Hybrid Fund, Miner Exposure, and Inverse Option

It’s been a tumultuous few months for gold, as the shadow safe-haven metal started the year soaring to record highs but has since had many ups and downs.
President Trump’s nomination of Kevin Warsh to chair the Federal Reserve Board, the ongoing war in Iran, and many other factors have caused two significant dips since late January.
Nevertheless, in the early days of May, gold seems to be on the rise again, as it has risen about 2% for the week and brought its year-to-date (YTD) performance to about 9%. This may not be enough to send the gold bulls running to climb their positions in anticipation of another rally in progress, but it at least highlights how difficult it can be to predict where the gold price will go.
Fortunately, there are ready-made bets that can position investors to profit regardless of what gold can do going forward. Three exchange-traded funds (ETFs) can be a useful part of a balanced, albeit indirect, gold investment that can maximize potential returns whether prices rise or fall.
Gold/Equities Hybrid Play with Compulsory Equity Bonus
WisdomTree Efficient Gold Plus Equity Strategy Fund Today
WisdomTree Efficient Gold Plus Equity Strategy Fund
As of 05/8/2026 04:10 PM Eastern
- 52 week interval
- $43.31
▼
$78.89
- Dividend Yield
- 3.76%
- Assets Under Administration
- $604.55 million
WisdomTree Efficient Gold Plus Equity Strategy Fund BATS: GDE is an actively managed hybrid ETF that invests in both gold futures contracts and a portfolio of major US stocks, including major firms such as NVIDIA Corp. NASDAQ: NVDA and Alphabet Inc. NASDAQ: GOOGL.

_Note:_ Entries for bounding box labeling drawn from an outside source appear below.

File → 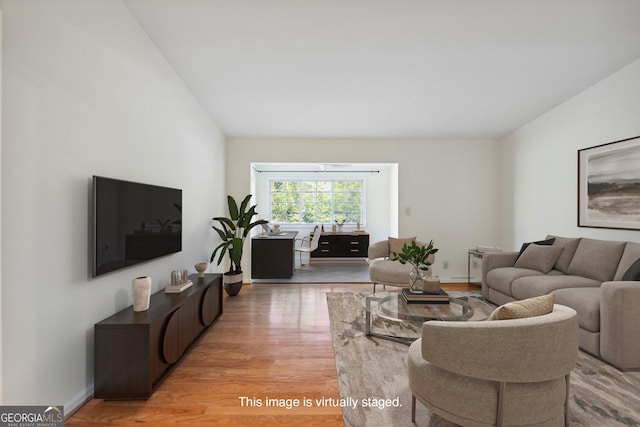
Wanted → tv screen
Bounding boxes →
[92,176,182,277]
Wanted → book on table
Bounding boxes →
[402,288,449,304]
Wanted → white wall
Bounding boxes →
[226,138,500,280]
[0,8,4,405]
[501,60,640,249]
[1,0,225,412]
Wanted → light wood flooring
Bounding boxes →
[65,283,477,427]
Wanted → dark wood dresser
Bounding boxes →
[311,233,369,258]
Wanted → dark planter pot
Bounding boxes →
[222,273,242,297]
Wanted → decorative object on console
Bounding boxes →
[164,270,193,294]
[210,194,268,296]
[131,276,151,311]
[194,262,209,280]
[578,136,640,230]
[391,240,438,293]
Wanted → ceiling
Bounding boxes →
[123,0,640,139]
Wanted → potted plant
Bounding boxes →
[210,194,268,296]
[393,240,440,293]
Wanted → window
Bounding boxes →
[269,179,364,224]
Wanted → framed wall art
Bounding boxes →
[578,136,640,230]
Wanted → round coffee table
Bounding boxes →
[362,292,494,344]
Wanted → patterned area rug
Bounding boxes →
[327,292,640,427]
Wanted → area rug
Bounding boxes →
[327,292,640,427]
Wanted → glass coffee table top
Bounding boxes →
[362,292,494,343]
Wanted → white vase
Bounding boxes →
[131,276,151,311]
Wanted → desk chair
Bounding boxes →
[296,225,322,271]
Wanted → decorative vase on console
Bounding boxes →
[195,262,209,279]
[131,276,151,311]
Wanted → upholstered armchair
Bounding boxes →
[408,304,578,426]
[368,238,435,292]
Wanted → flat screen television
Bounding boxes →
[92,176,182,277]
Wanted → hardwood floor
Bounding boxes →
[65,284,475,427]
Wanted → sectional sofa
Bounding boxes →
[482,235,640,370]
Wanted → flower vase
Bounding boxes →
[422,276,440,295]
[131,276,151,311]
[409,267,424,294]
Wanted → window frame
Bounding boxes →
[268,177,367,227]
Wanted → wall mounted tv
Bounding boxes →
[92,176,182,277]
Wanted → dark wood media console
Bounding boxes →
[93,274,222,399]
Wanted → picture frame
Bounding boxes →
[578,136,640,230]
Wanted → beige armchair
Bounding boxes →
[368,240,435,292]
[408,304,578,426]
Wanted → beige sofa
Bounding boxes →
[482,236,640,370]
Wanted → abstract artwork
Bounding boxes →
[578,136,640,230]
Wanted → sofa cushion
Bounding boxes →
[622,258,640,281]
[511,274,600,299]
[513,245,563,274]
[488,294,554,320]
[547,235,580,274]
[613,242,640,280]
[567,238,626,282]
[369,259,413,286]
[553,287,602,332]
[516,237,556,259]
[389,236,416,260]
[487,267,544,295]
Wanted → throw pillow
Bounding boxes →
[389,237,416,260]
[622,258,640,281]
[488,294,555,320]
[516,237,556,259]
[513,245,563,274]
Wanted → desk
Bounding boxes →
[251,231,298,279]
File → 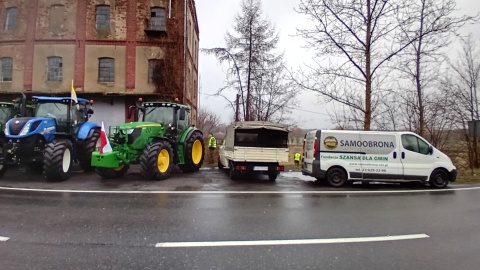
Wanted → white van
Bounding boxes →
[302,130,457,188]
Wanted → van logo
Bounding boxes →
[323,136,338,150]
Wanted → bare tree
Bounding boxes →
[450,36,480,169]
[296,0,464,130]
[202,0,295,121]
[196,109,221,135]
[397,0,475,136]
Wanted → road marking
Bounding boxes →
[155,234,430,248]
[0,187,480,194]
[0,236,10,242]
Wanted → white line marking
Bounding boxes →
[0,187,480,194]
[155,234,430,247]
[0,236,10,242]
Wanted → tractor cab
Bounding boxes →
[32,96,93,134]
[138,102,190,139]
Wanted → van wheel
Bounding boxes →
[229,166,238,180]
[428,170,449,188]
[327,168,347,187]
[217,157,225,170]
[268,172,278,182]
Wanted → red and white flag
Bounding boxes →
[100,121,112,154]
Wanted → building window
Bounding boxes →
[150,7,166,31]
[148,59,161,83]
[47,56,62,82]
[5,8,17,30]
[48,5,65,31]
[98,58,115,82]
[0,57,13,82]
[96,5,110,30]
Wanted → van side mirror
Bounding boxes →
[178,108,185,121]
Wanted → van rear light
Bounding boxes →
[235,166,247,171]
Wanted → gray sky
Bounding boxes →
[195,0,480,128]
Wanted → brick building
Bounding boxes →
[0,0,199,125]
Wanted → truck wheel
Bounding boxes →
[327,168,347,187]
[229,162,238,180]
[181,131,205,172]
[43,140,72,182]
[268,172,278,182]
[78,129,100,172]
[140,141,173,180]
[428,169,449,188]
[95,164,128,179]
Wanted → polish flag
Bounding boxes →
[100,121,112,154]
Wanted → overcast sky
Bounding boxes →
[195,0,480,128]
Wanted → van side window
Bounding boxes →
[418,138,430,155]
[402,134,429,155]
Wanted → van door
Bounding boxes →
[360,132,403,180]
[401,134,435,181]
[302,131,316,173]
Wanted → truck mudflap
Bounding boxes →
[234,162,285,173]
[91,151,121,168]
[450,169,457,182]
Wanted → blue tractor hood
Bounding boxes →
[5,117,57,141]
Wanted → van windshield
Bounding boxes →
[235,128,288,148]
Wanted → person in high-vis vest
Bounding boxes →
[293,152,302,166]
[208,133,217,163]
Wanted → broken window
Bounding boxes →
[150,7,166,31]
[0,57,13,82]
[96,5,110,30]
[98,58,115,82]
[47,56,62,82]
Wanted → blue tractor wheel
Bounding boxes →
[43,140,73,182]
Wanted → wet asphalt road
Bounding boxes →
[0,167,480,270]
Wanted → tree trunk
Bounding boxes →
[415,0,425,137]
[363,0,372,130]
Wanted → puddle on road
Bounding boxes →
[175,186,201,191]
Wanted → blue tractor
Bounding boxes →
[0,96,100,181]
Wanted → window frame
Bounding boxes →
[147,59,163,83]
[98,57,115,83]
[3,7,18,31]
[0,57,13,82]
[47,56,63,82]
[402,134,430,155]
[95,5,111,31]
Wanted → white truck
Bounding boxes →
[218,121,289,181]
[302,130,457,188]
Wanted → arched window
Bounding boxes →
[0,57,13,82]
[47,56,63,82]
[5,7,17,30]
[150,7,167,31]
[48,5,65,31]
[95,5,110,30]
[98,57,115,82]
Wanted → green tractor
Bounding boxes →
[92,101,205,180]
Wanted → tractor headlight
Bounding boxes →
[18,122,31,136]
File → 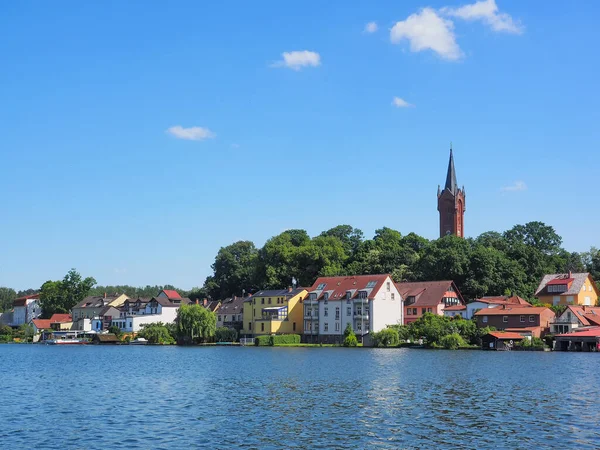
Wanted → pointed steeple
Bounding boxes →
[444,143,458,194]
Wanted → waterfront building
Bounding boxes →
[535,272,599,306]
[437,146,467,237]
[71,294,129,331]
[550,305,600,334]
[216,296,245,331]
[396,280,466,325]
[241,287,308,336]
[111,291,191,333]
[444,295,531,320]
[474,305,555,337]
[304,274,403,343]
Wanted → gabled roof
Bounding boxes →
[488,331,523,339]
[535,272,598,297]
[160,289,181,299]
[474,306,552,316]
[308,274,392,300]
[218,297,245,314]
[396,280,464,306]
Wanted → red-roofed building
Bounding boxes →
[156,289,181,300]
[304,274,402,343]
[550,305,600,334]
[474,305,555,337]
[396,281,465,325]
[481,331,530,350]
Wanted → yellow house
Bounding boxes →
[535,272,599,306]
[242,288,308,336]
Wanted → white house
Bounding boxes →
[304,275,403,342]
[111,295,190,333]
[10,294,42,327]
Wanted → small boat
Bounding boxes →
[45,338,88,345]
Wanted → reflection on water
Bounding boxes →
[0,345,600,449]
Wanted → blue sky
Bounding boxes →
[0,0,600,289]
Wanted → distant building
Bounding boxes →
[10,294,42,327]
[243,288,307,336]
[474,305,555,337]
[437,147,467,237]
[216,296,245,331]
[396,280,466,325]
[550,305,600,334]
[535,272,599,306]
[304,274,402,343]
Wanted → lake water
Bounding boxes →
[0,345,600,449]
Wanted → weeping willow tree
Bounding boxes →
[175,305,217,344]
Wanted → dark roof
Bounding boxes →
[253,288,305,298]
[396,280,464,306]
[218,297,246,314]
[444,148,458,194]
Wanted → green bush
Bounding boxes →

While investors may think of the fund more as a stock ETF with a gold-based inflation hedge built in, the structure can be flipped: GDE can be a gold ETF with equity exposure for balance.
Considering the unique approach and management, GDE’s average expense ratio of 0.20% is quite reasonable.
And indeed, the fund has managed to outperform gold and the S&P 500 so far in 2026: its YTD return is around 12.5%.
On top of that, the fund pays a dividend yield of 3.77%, making it a solid income play and adding to its appeal as a portfolio diversifier looking to avoid making big bets on gold or stocks.
A Targeted Approach to Gold Mining Including Beneficial Companies
US Global GO GOLD and Precious Metal Miners ETF Today
US Global GO GOLD and Precious Metal Miners ETF
As of 05/8/2026 04:10 PM Eastern
- 52 week interval
- $25.35
▼
$57.09
- Assets Under Administration
- $195.80 million
A step removed from the direct investment in gold itself, the US Global GO GOLD and Precious Metal Miners ETF NYSEARCA: GOAU instead it targets a small portfolio of just over twenty global gold mining companies.
The underlying stocks of the fund come from many countries, ensuring that if there are production problems affecting a particular nation or region, the basket is properly diversified to protect against such shocks.
Importantly, GOAU takes a more conservative approach than other gold mining funds, as most of its major holdings—accounting for just under a third of invested assets—are gold royalties such as Royal Gold Inc. NASDAQ: RGLD.
Royalty companies may be attractive compared to mining due to their lower operating costs, reduced risks associated with production stoppages, etc.
GOAU’s focus on everything comes at a high price, and with an annual fee of 0.60% this carries an expense ratio of three times that of GDE. paid a dividend of 0.89 %. With an annualized return of around 4% YTD, GOAU may not have enjoyed the same pre-2026 boost as GDE either.
IA -2X Leveraged Play on Gold Bullion for bears
ProShares UltraShort Gold today
ProShares UltraShort Gold
As of 05/8/2026 04:10 PM Eastern
- 52 week interval
- $15.60
▼
$48.48
- Dividend Yield
- 0.00%
- Assets Under Administration
- $99.52 million
For investors who are really cheap on gold after its spectacular rally in recent quarters, a number of ETFs take the opposite approach, benefiting when the price of gold (or, in some cases, gold-related stocks) declines.
A classic example of this is the ProShares UltraShort Gold ETF NYSEARCA: GLLwhich provides -2x daily incremental exposure to the price of gold in a futures based index.
If the price of gold falls, GLL aims to make a positive return of twice that level.
Like most leveraged funds, GLL resets daily, meaning it’s only designed for a short-term, tactical bet against gold. With a combination of factors sending the price of bullion zig-zagging in recent months, investors can find plenty of opportunities to profit from the price drop.
GLL’s expense ratio is reasonably high given its unique strategy and strength, and the fund charges an average expense ratio of 0.95%. Even investors who are generally bullish on the value of gold may want to consider this if they expect a short-term dip that could provide an opportunity for GLL to shine.